If I have the following code:
#include <cuda.h>
#include <cuda/atomic>
#include <cassert>
#include <stdio.h>
__global__ void init(int* atomicCounters) {
atomicCounters[threadIdx.x] = 0;
}
__global__ void test(int* atomicCounters) {
for (auto i = 0; i < 100000; i++) {
__syncwarp();
int val = 1;
const auto old = atomicAdd(&atomicCounters[threadIdx.x], val);
const auto match_mask = __match_any_sync(-1u, old);
if (match_mask != -1u) {
printf("error, mask should be -1, but is $%x\n", match_mask);
assert(false);
}
}
__syncwarp();
if (threadIdx.x == 0) { printf("b: %i is done\n", blockIdx.x); }
}
int main() {
//error checking code omitted
int* atomicCounters;
cudaMalloc(&atomicCounters, 32 * sizeof(int));
init<<<1,32>>>(atomicCounters);
test<<<32,32>>>(atomicCounters);
cudaDeviceSynchronize();
}
Is the assert guaranteed to never fire?
I.e. if all threads in the warp increment their own counter, and these warps are always synchronized before doing the atomicAdd, will these adds never tear?

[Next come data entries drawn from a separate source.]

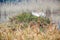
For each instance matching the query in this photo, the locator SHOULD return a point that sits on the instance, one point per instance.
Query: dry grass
(39, 29)
(29, 33)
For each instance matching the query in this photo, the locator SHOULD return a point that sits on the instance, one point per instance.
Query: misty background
(9, 8)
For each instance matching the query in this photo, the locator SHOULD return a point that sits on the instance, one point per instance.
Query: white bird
(39, 14)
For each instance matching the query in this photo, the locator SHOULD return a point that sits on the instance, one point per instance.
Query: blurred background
(9, 8)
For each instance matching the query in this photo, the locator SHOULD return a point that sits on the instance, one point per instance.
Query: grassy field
(28, 27)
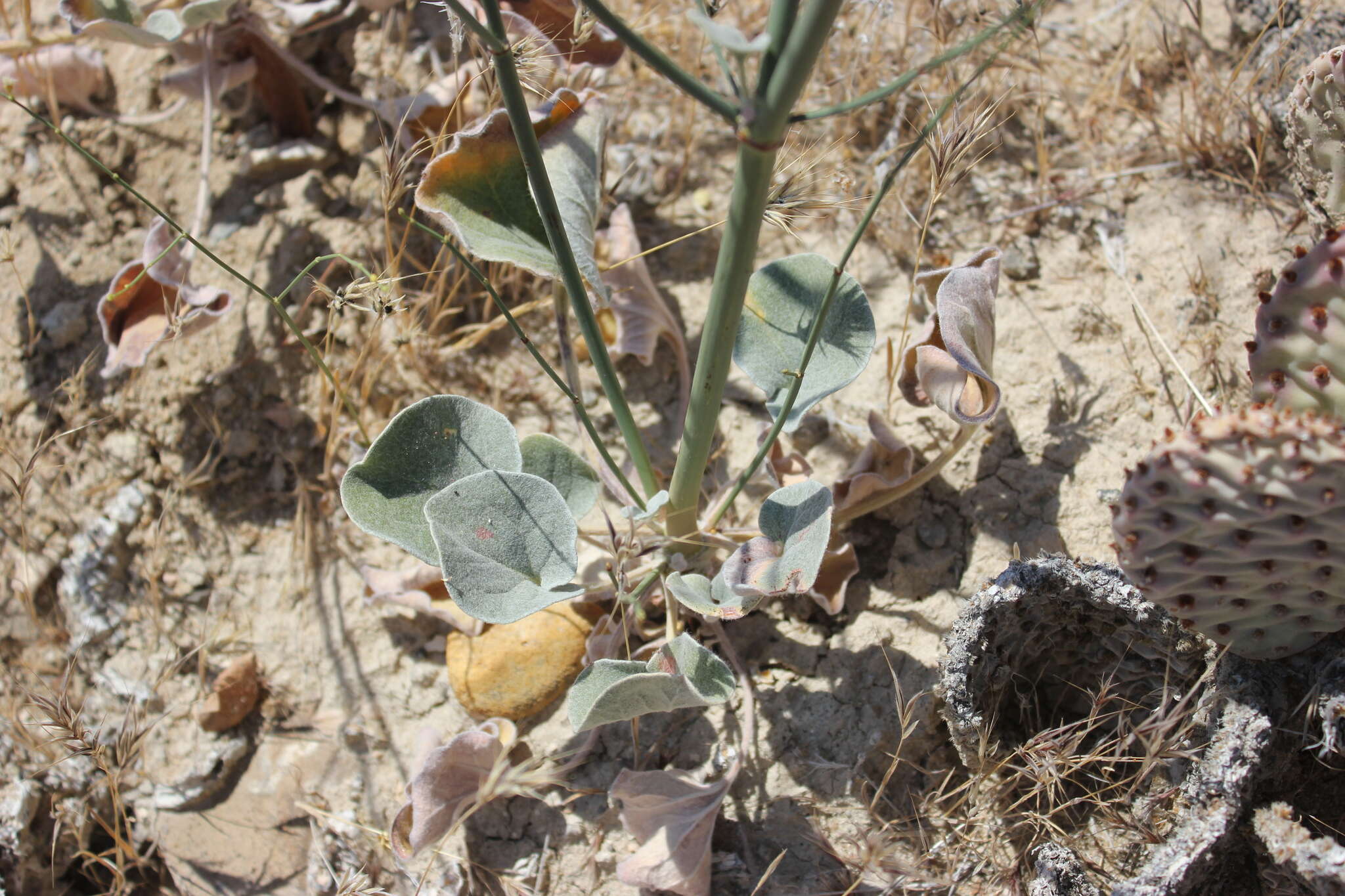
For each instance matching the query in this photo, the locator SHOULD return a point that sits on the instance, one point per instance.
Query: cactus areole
(1238, 524)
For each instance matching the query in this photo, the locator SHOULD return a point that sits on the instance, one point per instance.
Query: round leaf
(426, 449)
(782, 303)
(681, 675)
(795, 523)
(506, 544)
(554, 461)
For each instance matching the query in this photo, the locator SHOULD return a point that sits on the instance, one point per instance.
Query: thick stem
(516, 104)
(925, 475)
(738, 255)
(655, 58)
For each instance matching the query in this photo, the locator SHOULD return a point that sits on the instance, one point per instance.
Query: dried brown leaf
(838, 567)
(673, 817)
(948, 364)
(150, 300)
(885, 463)
(447, 785)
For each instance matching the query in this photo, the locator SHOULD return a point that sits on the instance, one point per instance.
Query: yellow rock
(514, 671)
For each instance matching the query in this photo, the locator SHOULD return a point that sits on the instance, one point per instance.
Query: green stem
(205, 250)
(516, 105)
(576, 402)
(758, 148)
(1020, 16)
(682, 79)
(820, 322)
(472, 24)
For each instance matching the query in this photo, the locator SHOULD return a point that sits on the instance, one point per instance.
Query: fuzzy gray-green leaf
(681, 675)
(506, 544)
(782, 303)
(554, 461)
(479, 187)
(795, 524)
(423, 450)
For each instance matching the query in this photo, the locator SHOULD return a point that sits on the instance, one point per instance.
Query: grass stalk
(516, 104)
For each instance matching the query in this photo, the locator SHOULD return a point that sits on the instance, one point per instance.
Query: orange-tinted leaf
(950, 362)
(556, 19)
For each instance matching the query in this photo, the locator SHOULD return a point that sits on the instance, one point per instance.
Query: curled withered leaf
(673, 817)
(948, 364)
(73, 73)
(884, 464)
(151, 300)
(638, 313)
(223, 77)
(450, 781)
(785, 469)
(621, 637)
(420, 587)
(834, 575)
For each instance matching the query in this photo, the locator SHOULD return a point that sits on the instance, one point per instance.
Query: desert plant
(1234, 523)
(450, 481)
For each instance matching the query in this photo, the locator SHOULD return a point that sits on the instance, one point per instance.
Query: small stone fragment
(288, 159)
(516, 671)
(233, 696)
(65, 324)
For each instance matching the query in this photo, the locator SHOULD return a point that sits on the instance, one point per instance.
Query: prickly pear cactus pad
(1298, 358)
(1315, 137)
(1238, 527)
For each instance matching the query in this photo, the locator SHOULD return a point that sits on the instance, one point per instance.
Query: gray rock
(66, 323)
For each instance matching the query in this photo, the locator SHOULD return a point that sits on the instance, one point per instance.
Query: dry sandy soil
(1136, 160)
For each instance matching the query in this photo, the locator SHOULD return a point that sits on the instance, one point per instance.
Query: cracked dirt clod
(92, 586)
(1053, 628)
(1315, 863)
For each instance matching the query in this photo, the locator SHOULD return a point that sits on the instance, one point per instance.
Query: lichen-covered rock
(1067, 626)
(516, 671)
(233, 696)
(1237, 526)
(1315, 863)
(1315, 139)
(1298, 358)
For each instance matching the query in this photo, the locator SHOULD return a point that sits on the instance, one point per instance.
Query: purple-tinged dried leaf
(73, 73)
(232, 698)
(884, 464)
(834, 575)
(150, 300)
(420, 587)
(950, 362)
(638, 310)
(447, 785)
(673, 817)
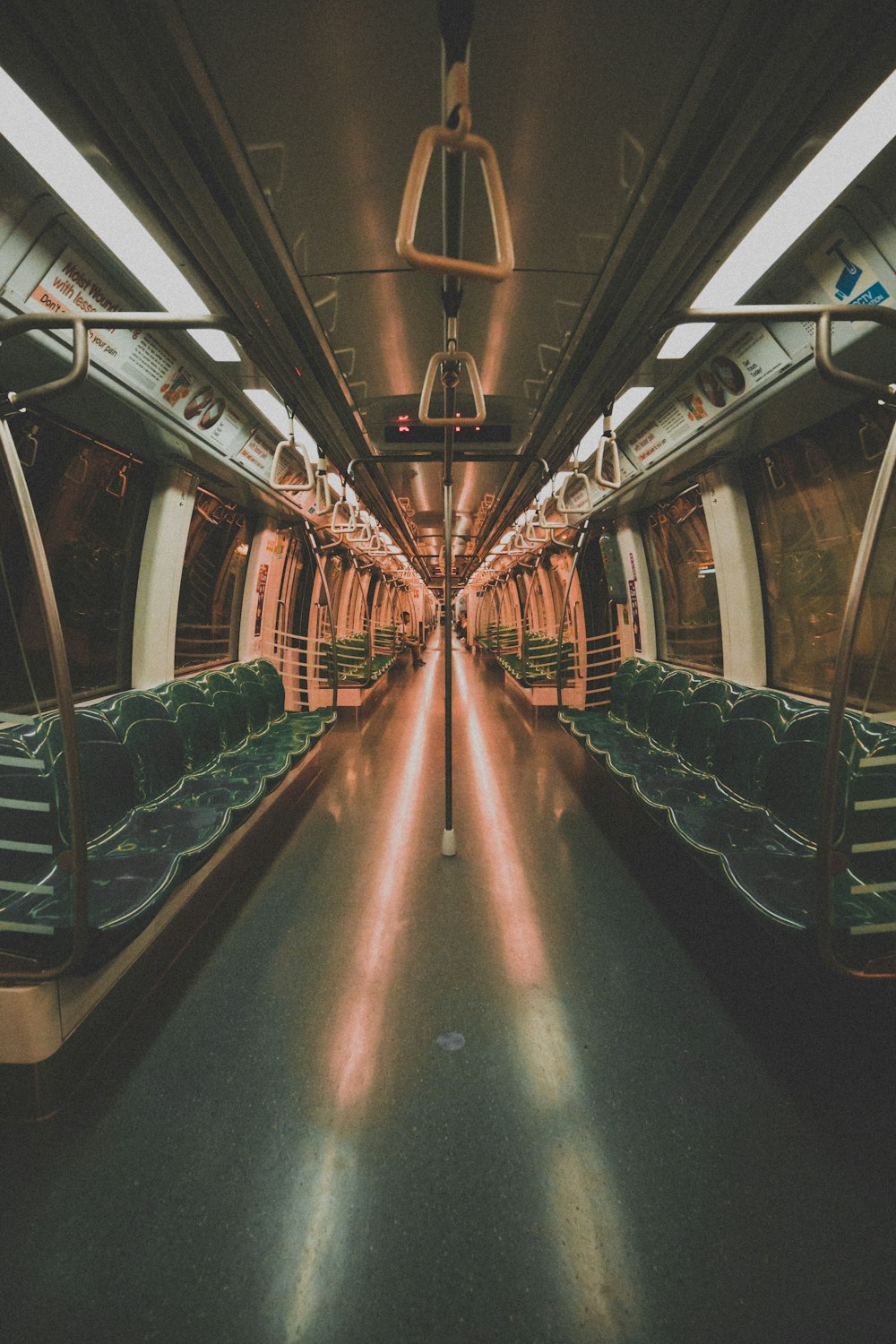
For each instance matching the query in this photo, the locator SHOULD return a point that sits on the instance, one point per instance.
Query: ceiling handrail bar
(821, 314)
(82, 323)
(455, 140)
(449, 357)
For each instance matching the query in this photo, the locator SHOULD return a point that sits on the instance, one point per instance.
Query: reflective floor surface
(554, 1089)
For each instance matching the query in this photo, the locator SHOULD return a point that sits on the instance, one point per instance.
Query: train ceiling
(269, 142)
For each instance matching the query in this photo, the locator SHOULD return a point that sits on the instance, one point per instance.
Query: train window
(688, 618)
(91, 503)
(211, 589)
(809, 496)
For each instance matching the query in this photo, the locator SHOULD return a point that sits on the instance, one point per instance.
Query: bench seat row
(167, 774)
(735, 773)
(355, 663)
(540, 663)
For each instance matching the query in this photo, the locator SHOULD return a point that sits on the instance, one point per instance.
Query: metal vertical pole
(75, 859)
(449, 843)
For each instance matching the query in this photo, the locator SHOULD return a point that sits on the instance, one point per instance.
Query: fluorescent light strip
(833, 168)
(69, 174)
(274, 413)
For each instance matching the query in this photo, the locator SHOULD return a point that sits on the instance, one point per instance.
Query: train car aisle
(490, 1098)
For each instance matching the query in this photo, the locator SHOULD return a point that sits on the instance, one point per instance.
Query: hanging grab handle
(455, 140)
(563, 510)
(458, 357)
(323, 494)
(303, 454)
(613, 478)
(344, 518)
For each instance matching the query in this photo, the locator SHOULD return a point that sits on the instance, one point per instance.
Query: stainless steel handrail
(842, 669)
(77, 855)
(821, 314)
(80, 324)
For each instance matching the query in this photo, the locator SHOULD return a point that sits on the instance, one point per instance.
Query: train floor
(555, 1089)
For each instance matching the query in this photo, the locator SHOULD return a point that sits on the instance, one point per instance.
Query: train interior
(447, 718)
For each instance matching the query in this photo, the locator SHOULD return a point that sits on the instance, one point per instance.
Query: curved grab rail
(301, 452)
(821, 314)
(455, 142)
(82, 323)
(458, 357)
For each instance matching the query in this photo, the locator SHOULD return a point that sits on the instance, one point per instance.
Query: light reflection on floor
(592, 1258)
(328, 1177)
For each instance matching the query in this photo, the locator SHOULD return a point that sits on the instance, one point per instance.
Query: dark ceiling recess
(433, 435)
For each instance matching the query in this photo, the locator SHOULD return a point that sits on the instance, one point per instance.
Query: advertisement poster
(745, 363)
(845, 273)
(142, 359)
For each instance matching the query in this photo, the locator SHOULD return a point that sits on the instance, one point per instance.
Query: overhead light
(274, 411)
(833, 168)
(624, 406)
(69, 174)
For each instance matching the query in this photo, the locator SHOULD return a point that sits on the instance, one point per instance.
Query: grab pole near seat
(77, 855)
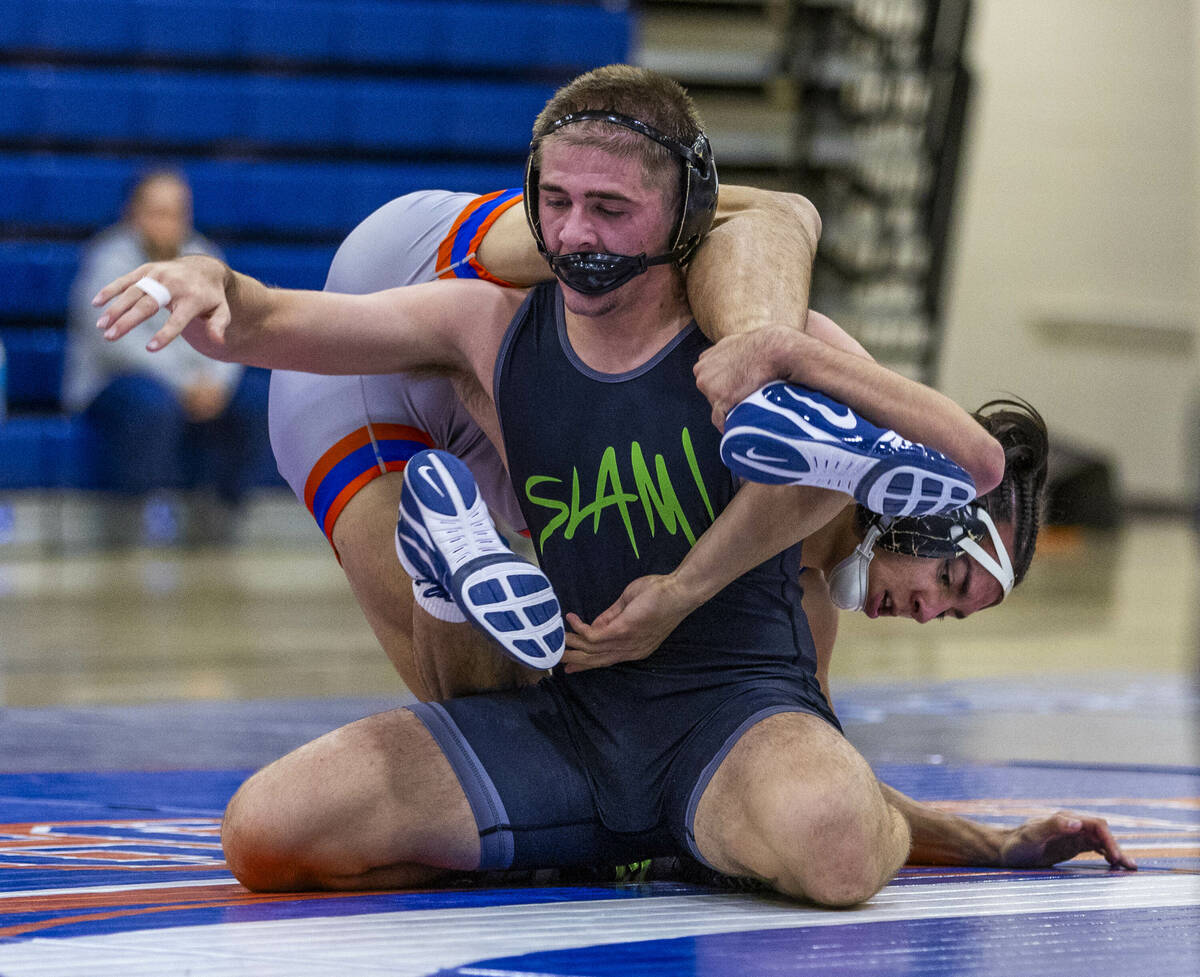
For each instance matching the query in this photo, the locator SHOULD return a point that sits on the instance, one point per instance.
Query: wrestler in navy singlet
(617, 475)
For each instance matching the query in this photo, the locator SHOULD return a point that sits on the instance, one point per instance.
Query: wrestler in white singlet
(334, 435)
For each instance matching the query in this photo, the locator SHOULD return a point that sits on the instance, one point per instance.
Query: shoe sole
(889, 486)
(504, 595)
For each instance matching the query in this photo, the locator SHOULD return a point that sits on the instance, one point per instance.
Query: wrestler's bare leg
(373, 804)
(435, 659)
(795, 804)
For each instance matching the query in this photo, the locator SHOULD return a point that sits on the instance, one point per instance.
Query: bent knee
(259, 849)
(841, 855)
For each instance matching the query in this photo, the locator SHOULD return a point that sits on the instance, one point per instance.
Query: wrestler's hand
(733, 369)
(649, 609)
(198, 305)
(1045, 841)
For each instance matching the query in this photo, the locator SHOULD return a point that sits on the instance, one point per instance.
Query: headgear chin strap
(594, 273)
(849, 579)
(928, 537)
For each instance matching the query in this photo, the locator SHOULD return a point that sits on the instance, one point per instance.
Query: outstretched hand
(641, 618)
(197, 287)
(1044, 841)
(733, 369)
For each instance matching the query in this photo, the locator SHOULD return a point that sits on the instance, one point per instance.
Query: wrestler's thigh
(796, 804)
(375, 793)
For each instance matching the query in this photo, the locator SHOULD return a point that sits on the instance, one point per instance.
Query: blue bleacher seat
(35, 360)
(466, 35)
(291, 118)
(36, 277)
(84, 193)
(46, 451)
(201, 108)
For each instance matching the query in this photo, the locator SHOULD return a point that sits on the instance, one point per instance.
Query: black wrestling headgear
(593, 273)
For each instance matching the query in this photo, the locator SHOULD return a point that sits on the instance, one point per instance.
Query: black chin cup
(594, 273)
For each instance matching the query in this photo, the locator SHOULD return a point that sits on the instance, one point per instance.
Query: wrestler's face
(589, 199)
(925, 589)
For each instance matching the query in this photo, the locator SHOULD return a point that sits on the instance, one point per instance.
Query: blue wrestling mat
(121, 874)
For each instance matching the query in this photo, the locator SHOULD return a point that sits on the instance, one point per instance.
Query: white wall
(1074, 279)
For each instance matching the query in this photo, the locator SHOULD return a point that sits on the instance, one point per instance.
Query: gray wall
(1075, 269)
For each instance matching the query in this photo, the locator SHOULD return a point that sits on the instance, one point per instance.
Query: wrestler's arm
(737, 366)
(754, 267)
(945, 839)
(759, 522)
(229, 316)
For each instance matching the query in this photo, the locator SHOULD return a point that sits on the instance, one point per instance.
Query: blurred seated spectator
(169, 425)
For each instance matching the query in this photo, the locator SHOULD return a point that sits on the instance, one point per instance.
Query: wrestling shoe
(445, 534)
(790, 435)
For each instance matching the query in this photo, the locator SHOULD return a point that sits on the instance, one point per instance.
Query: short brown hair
(637, 93)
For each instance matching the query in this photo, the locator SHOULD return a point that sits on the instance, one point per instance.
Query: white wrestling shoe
(790, 435)
(445, 534)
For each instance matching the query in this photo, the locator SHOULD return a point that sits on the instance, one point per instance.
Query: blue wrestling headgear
(940, 537)
(594, 273)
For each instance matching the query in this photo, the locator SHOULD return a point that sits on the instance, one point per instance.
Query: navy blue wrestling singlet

Link to godbolt: https://cuda.godbolt.org/z/aca9PrPcb
For reference, I'm using this use to update 3 counters in parallel atomically and I want to know if that is safe.
Something like (pseudo code):
int sum[3];
sum[0] = get_sum1();
sum[1] = get_sum2();
sum[2] = get_sum3(); sum[2] *= sum[2];
__syncwarp();
if (threadIdx.x < 3) {
atomicAdd(&counter[threadIdx.x], sum[threadIdx.x]);
}
///further down in the code
//query 3 counters
#include <cuda/atomic>
__syncwarp();
if (threadIdx.x < 3) {
auto old = counter[threadIdx.x].load(acquire);
assert(__match_any_sync(1+2+4, old) == (1+2+4));
}
I don't want to add a lock here, but just update the 3 counters in a synchronized manner. And I was thinking this should be safe provided I ensure all 3 values fall in the same cache-line.
You should never assume anything about the underlying hardware model in CUDA that Nvidia hasn't specifically told you. Don't speculate, don't sniff around bespoke hardware documents, if Nvidia hasn't told you to assume something, don't assume it, because it can come back to bite you.
For example, on some older nvidia hardware, it used to be possible to use shared memory between kernel invocations if you didn't specifically clear it yourself (there were other things to it, but that's the gist). But Nvidia's documentation explicitly stated to not assume this was the case. Many CUDA code bases relied on this for "performance" reasons, and now they do not work on most Nvidia GPUs today, since this behavior has not been preserved.
More relevant for your example, Nvidia hardware has historically not executed warps all at once, there used to be a concept of a "half warp", where only 16 threads actually executed at the same time, then the other 16, but you were still to treat the warp as a singular 32 thread "group", this is no longer true today with the latest hardware, but it's an example of what you can't rely on in hardware architecture. That kind of architecture alone could cause this:
const auto old = atomicAdd(&atomicCounters[threadIdx.x], val);
To not work with other thread blocks, but generally if any non uniformity in any other warps atomicAdd has the hypothetical potential to send any other single thread's out of sync in a CUDA compliant GPU architecture due to the constraints of atomic ordering.
To you're actual example:
I don't want to add a lock here, but just update the 3 counters in a synchronized manner. And I was thinking this should be safe provided I ensure all 3 values fall in the same cache-line.
If you're attempting to atomic add, then that means you need atomic ordering of additions, which means you expect other threads to spuriously add to the same values you do. If that's the case, you can't guarantee anything about when those additions happen and when they are reflected in a completely different SM and warp. The cuda programming model does not define what happens here.
If you want to have an arbitrary amount of synchronized data, you need locks to deal with them. This is not any different than how it works in host code really (large atomics may turn into implicit locks underneath in C++). See Cuda atomics change flag for custom lock, or this cuda thread for modern solutions using libcu++ CUDA: release lock implemented by atomic operations and make your critical data volatile.